Partiamo dalla sinossi, che, ok è fatta per vendere ed esagera, ma in questo caso è inventata. Leggendola sembra di trovarsi davanti qualcosa di leggero, che comprende, sì, situazioni critiche, ma si muove verso soluzioni e miglioramenti attraverso amicizia, consigli, idee divertenti e così via.
Non è leggero, è piatto. Di una noia mortale. Continuavo a leggere chiedendomi quando ci sarebbe stata una svolta, quando set quattro si sarebbero incontrate per legarsi, quando sarebbe, finalmente, accaduto qualcosa. Mai! O meglio, accade qualcosinainaina nelle ultime pagine quando il libro finisce di colpo e il lettore rimane lì a chiedersi: Embè?
Come se ad un certo punto l'autrice stessa avesse pensato: ma che sto a di'? Finiamola va.
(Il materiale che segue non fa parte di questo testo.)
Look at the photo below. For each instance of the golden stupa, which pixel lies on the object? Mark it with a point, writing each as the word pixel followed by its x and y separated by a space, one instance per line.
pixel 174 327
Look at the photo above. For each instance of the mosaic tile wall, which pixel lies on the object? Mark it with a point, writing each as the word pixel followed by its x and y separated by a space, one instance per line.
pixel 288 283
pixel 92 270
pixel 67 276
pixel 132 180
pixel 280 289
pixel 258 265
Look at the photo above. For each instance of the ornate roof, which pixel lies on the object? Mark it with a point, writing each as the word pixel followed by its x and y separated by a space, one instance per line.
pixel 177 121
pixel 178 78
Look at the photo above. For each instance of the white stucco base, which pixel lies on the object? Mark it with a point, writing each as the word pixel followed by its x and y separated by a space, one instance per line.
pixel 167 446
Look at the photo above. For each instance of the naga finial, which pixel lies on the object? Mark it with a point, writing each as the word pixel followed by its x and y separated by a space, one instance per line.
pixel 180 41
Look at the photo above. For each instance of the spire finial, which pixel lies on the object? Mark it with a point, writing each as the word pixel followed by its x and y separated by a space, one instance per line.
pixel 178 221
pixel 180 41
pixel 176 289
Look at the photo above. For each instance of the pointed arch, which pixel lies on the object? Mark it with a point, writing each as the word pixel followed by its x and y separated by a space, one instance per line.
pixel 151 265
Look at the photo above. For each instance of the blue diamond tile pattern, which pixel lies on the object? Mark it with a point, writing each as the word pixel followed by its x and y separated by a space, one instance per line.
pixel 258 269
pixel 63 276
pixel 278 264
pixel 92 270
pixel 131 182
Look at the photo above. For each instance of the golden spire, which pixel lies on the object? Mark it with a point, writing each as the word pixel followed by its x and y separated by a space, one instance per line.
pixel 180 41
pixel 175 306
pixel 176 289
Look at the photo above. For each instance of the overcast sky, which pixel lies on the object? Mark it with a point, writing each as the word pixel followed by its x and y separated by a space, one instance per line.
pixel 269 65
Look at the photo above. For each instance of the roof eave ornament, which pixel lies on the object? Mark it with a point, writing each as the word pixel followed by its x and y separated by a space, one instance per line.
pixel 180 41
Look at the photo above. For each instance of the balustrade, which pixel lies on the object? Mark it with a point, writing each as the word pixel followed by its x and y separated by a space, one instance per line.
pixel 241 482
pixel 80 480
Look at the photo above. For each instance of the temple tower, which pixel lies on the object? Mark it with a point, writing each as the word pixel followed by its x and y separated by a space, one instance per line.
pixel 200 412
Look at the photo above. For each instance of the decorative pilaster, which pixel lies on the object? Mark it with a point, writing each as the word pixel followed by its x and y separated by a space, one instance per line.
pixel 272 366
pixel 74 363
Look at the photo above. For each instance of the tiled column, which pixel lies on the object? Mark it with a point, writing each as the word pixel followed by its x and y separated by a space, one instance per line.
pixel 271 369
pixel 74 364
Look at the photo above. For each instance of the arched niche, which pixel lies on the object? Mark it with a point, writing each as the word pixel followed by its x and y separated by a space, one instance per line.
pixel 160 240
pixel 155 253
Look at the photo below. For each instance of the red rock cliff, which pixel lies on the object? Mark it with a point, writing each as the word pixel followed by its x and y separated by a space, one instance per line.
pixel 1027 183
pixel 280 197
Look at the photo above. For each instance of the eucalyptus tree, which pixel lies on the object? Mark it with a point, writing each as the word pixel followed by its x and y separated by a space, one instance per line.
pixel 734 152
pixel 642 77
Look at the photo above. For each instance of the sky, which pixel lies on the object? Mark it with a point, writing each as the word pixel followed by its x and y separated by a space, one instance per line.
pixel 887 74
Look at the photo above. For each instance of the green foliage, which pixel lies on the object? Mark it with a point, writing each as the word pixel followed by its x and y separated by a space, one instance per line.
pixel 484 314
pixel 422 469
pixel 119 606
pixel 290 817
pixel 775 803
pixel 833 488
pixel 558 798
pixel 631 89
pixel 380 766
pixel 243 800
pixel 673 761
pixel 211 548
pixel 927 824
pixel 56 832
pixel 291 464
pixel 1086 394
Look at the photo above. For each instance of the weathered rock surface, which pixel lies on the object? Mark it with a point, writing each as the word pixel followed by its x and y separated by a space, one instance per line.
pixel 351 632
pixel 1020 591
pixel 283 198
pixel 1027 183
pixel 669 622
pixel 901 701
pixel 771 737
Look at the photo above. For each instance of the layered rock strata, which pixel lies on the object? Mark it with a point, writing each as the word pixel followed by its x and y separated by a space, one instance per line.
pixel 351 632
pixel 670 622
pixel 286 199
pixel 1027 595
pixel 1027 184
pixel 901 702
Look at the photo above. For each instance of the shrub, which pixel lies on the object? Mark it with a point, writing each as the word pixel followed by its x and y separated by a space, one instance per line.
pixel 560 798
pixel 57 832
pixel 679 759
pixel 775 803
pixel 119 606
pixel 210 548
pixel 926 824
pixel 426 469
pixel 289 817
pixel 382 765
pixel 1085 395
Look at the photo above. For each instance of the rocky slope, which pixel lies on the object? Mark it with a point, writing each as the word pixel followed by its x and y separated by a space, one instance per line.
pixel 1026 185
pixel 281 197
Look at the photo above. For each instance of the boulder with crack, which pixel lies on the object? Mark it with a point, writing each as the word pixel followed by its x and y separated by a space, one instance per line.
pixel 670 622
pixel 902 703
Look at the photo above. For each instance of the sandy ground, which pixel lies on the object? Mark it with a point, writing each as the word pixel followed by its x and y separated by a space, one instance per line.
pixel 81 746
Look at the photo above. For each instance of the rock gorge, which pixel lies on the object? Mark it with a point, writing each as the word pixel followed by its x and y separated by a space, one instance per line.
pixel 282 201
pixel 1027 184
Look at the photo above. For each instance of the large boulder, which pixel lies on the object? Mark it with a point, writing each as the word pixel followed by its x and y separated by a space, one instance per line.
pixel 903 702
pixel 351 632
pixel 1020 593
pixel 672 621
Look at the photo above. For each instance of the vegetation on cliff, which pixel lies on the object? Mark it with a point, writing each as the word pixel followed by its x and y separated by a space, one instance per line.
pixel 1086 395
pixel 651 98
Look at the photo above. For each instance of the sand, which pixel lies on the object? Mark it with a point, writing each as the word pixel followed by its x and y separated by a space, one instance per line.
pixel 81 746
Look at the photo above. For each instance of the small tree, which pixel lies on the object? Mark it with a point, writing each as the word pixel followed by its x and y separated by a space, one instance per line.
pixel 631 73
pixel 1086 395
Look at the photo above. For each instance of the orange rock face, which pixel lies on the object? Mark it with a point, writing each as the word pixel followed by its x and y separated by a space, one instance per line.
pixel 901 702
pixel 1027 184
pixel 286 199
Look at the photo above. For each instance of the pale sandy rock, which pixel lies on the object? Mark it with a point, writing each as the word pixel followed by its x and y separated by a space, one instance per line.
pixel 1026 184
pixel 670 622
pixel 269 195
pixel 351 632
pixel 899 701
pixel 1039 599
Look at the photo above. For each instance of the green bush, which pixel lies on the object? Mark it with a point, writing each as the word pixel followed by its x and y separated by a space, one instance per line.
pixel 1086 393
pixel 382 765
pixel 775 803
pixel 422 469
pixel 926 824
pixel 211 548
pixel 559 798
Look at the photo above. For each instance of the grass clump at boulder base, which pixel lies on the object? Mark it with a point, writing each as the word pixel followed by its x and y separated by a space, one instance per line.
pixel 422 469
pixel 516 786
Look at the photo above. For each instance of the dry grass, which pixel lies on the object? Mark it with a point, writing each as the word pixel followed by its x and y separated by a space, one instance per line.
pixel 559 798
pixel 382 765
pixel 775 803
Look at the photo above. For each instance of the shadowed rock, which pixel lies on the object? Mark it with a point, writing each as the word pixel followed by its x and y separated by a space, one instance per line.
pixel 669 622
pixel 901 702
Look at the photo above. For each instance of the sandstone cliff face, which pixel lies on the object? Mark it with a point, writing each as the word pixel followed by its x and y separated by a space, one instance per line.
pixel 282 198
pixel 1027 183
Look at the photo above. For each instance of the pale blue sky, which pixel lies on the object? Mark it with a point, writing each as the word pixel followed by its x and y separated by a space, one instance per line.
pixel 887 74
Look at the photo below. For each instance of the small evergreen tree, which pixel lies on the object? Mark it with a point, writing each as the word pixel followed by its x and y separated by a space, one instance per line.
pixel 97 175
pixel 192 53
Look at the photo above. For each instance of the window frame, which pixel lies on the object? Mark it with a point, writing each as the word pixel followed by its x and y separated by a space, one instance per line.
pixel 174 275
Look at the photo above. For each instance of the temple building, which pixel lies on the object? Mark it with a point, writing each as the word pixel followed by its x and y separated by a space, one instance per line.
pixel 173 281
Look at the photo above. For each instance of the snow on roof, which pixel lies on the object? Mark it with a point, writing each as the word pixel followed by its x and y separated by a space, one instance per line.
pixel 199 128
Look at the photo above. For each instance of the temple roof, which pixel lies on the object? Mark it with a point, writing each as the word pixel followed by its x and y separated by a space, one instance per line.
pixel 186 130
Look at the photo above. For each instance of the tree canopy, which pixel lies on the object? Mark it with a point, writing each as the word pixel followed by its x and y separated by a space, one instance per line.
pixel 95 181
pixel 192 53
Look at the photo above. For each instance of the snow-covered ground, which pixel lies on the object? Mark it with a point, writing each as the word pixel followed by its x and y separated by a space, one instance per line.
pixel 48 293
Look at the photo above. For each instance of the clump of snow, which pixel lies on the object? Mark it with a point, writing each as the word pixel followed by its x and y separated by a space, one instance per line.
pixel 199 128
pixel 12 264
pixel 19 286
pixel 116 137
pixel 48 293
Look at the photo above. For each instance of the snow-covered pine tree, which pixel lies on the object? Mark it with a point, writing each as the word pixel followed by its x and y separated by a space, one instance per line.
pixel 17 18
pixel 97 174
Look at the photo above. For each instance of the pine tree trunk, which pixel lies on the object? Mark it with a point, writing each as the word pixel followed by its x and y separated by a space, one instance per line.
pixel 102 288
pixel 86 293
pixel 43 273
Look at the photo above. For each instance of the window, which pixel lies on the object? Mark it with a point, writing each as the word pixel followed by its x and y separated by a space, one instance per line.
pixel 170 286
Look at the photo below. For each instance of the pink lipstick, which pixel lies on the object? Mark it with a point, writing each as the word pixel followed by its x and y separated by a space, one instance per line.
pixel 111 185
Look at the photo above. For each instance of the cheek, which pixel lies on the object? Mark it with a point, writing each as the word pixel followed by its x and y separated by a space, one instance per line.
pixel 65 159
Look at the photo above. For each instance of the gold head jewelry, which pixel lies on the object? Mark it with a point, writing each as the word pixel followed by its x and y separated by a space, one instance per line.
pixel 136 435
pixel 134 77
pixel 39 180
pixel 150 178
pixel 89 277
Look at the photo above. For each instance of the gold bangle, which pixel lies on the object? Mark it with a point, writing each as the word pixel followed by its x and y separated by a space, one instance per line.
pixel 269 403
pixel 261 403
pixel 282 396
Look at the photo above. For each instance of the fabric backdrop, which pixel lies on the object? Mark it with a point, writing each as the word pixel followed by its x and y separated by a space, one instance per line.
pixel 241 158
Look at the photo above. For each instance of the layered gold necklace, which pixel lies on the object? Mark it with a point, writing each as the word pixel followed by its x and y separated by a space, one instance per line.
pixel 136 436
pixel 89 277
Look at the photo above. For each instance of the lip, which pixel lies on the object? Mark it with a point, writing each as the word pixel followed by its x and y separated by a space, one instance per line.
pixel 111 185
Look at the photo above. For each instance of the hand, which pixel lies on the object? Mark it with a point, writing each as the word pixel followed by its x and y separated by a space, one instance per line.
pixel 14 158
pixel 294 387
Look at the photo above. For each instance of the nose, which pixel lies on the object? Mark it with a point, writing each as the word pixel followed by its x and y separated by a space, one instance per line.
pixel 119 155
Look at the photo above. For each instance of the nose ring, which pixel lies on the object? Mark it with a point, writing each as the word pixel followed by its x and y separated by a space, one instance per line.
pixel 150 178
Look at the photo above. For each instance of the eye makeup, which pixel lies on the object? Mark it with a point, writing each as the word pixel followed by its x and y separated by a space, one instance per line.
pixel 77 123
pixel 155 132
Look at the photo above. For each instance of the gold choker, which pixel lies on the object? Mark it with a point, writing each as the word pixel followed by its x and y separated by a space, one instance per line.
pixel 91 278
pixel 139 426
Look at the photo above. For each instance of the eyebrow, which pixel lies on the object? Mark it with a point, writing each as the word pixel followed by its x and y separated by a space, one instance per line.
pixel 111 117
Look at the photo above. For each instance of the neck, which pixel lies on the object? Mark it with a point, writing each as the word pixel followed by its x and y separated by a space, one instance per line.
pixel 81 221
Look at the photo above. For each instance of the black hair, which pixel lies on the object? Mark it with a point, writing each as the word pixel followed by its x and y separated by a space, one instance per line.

E ha chiuso.
Non solo le 4 protagoniste (dai nomi impronunciabili, ma vabbé, islandesi sono) non si conoscono, ma a stento si sfiorano e una manco lo frequenta sto caffè.
Rimangono ognuna per conto suo, con la propria storia che non va da nessuna parte, che non cambia in niente e se lo fa, in minima parte, è solo per inerzia.
Qualche spunto d riflessione lo offrirebbe anche, ma sono tutti oscurati dalla negatività del racconto.
Poi, siamo onesti, possibile che il tempo faccia sempre schifo (e non perché è buio) e bevano tutti come spugne? Neanche in un libro di alcolisti dichiarati son tutti perennemente alticci/sbronzi di brutto.
Irritanti anche tutti i riferimenti musicali che, anziché approfondire gli aspetti psicologici o sottolineare dei momenti, spezzano azioni inesistenti e noiose, contribuendo a far perdere il già flebile filo che c'è.
Oltre a quanto detto, i punti di vista si alternano tra le quattro donne, in maniera non regolare, e si finisce per dover tenere l'indice all'inizio del capitolo per ricordarsi chi sta parlando. Perché, oltre a tutto il piattume delle trama, non c'è neanche un approfondimento psicologico decente.
La scrittura si abbina al libro, è scorrevole, ma niente di più. Non ha ritmo, senso, direzione. Rimanda un'immagine dell'Islanda brutta, squallida e insignificante che non ho riscontrato in altri autori.
Confermo: davvero una pessima lettura.